One person talks about the euro, the next about domination by bigger EU states. Another will talk about Brussels bureaucracy, or the threat to Dutch liberal values, or loss of sovereignty and national identity, or the motor of European integration speeding out of control.
A common complaint is that Brussels does not listen.
"I am very pleased at this result and not because I am against a united Europe," says Lydia Meist at the Socialist Party celebrations.
"It's because of the whole way things were managed, manipulated, not just by our government, but by the authorities in Brussels. The arrogance! Being so sure of themselves without speaking to the people of Europe, deciding for themselves!"
Campaigners for the "Yes" vote are also rueing the fact that Dutch citizens have not been asked to vote on EU policy before.

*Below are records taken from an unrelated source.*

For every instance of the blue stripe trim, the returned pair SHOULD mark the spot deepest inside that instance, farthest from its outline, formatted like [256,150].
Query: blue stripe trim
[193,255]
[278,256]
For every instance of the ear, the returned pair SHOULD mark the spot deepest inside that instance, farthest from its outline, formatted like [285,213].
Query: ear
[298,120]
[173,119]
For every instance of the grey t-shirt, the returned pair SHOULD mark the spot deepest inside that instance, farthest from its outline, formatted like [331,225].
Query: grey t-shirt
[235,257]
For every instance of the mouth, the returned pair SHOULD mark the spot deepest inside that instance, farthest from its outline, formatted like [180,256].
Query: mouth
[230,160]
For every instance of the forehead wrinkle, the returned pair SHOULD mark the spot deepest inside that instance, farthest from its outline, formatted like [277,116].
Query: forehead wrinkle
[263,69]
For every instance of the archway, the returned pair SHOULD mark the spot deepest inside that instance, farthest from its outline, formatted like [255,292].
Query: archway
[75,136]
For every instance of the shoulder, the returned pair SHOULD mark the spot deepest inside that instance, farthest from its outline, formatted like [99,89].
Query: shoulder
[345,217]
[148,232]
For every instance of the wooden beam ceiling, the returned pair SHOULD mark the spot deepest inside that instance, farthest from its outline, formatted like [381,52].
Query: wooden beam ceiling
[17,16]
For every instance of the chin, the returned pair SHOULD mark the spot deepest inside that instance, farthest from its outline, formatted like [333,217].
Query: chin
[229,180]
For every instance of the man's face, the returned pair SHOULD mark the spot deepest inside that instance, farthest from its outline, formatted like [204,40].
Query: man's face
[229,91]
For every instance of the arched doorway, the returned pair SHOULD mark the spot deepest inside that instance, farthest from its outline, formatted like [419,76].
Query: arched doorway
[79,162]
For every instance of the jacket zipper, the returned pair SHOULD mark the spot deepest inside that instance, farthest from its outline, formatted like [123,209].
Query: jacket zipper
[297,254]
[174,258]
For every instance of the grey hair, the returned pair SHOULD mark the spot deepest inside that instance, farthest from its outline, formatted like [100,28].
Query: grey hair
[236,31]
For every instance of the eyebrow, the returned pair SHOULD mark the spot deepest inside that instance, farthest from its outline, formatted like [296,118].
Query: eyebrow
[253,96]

"The message from France and the Netherlands is that they are unhappy with the way Europe is being built," says Michiel van Hulten, a leader of the Better Europe foundation and a former MEP.
"People are unhappy with the fact that Europe is a project of the elite, not the ordinary people.
"The decision to introduce the euro was taken in 1992 in Maastricht, but at the time there was no public discussion. The enlargement of the EU was agreed in 1993, but it was only when it actually happened that the debate began."
Separating out all these reasons for the "No" vote and ranking them in order of importance will be a major undertaking.
France and the Netherlands in 2005 clearly have some things in common, including a poorly performing economy and a deeply unpopular government - in the Dutch case, the most unpopular government on record.
Some of the arguments heard in both countries have been the same.
Many Dutch said they were worried that the EU is expanding too fast
Some, on the other hand, have been the opposite - French voters lamented their country's diminishing power, while Dutch voters were more likely to complain that the big countries, mainly France and Germany, were too strong, and would become stronger under the constitution.
It is also clear that the French "Non" fuelled the Dutch "Nee".
"Vive la France," says Daniel de Jongh of the Constitution No [Grondwetnee] group in the Netherlands.
The French vote, she says, undermined in one stroke the Dutch government's argument that the Netherlands would be isolated if it rejected the constitution.
The scale of the French "No" vote also made clear that it was not only nationalists and chauvinists who were opposed to the constitution, she says, and that centrists and left-wingers could vote against it without finding themselves in company they would normally shun.
She acknowledges however that both left and right in the Netherlands have tapped into a deep-seated dissatisfaction with the country's main political parties - which all supported the constitution - and a widespread feeling that they are not listening to the voters.
The late Pim Fortuyn was the first to do this, achieving huge popularity within months of setting up his anti-immigration party, the Pim Fortuyn list.
Now the constitution "No" campaign has built on his anti-establishment legacy.